In its announcement that the acquisition had closed late last year, Pfizer touted TTI-621 as “a key immune checkpoint inhibitor currently in Phase 1b/2 development across several indications, with a focus on hematological malignancies.” 

“Pfizer’s decision to buy Trillium Therapeutics is the latest testament to UHN’s commercialization expertise guiding early-stage science to maximum societal impact and is proof of the world-class science that powers our ecosystem here in Toronto,” says Mark Taylor, Director of Commercialization at UHN. 

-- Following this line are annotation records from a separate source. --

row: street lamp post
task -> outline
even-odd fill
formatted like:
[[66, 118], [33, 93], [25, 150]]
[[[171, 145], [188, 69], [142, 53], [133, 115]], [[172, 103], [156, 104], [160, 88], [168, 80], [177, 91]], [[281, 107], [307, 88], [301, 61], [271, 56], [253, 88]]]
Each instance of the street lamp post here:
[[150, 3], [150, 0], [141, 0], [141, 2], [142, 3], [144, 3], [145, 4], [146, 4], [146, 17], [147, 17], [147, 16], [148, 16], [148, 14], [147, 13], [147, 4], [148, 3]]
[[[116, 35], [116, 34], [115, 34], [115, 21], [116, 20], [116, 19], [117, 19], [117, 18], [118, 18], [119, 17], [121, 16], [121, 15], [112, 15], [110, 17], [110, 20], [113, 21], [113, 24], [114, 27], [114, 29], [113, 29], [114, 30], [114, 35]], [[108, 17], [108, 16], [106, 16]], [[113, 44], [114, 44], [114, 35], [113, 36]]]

For more information about the Pfizer-Trillium deal and the research behind it, click here

Dr. John Dick (left) is a Senior Scientist at UHN’s Princess Margaret Cancer Centre and McEwen Stem Cell Institute, and a Professor of Molecular Genetics at the University of Toronto. He is also the Co-Leader, Acute Leukemia, Translational Research Initiative, Ontario Institute for Cancer Research. He holds a Tier 1 Canada Research Chair in Stem Cell Biology. Dr. Jean Wang (centre) is a Clinician Scientist and Staff Hematologist at the Princess Margaret Cancer Centre and an Associate Professor in the Department of Medicine at the University of Toronto. Dr. Jayne Danska (right) is a Senior Scientist in the Genetics & Genome Biology program and Associate Chief of the Faculty Development and Diversity at SickKids Research Institute and a Professor in the Departments of Immunology and Medical Biophysics at the University of Toronto. 

 

A cancer research discovery made by Drs. John Dick (L) and Jean Wang (R) at University Health Network (UHN) and Dr. Jayne Danska (centre) at the Hospital for Sick Children (SickKids) has spurred a major pharma deal between Pfizer and Trillium Therapeutics.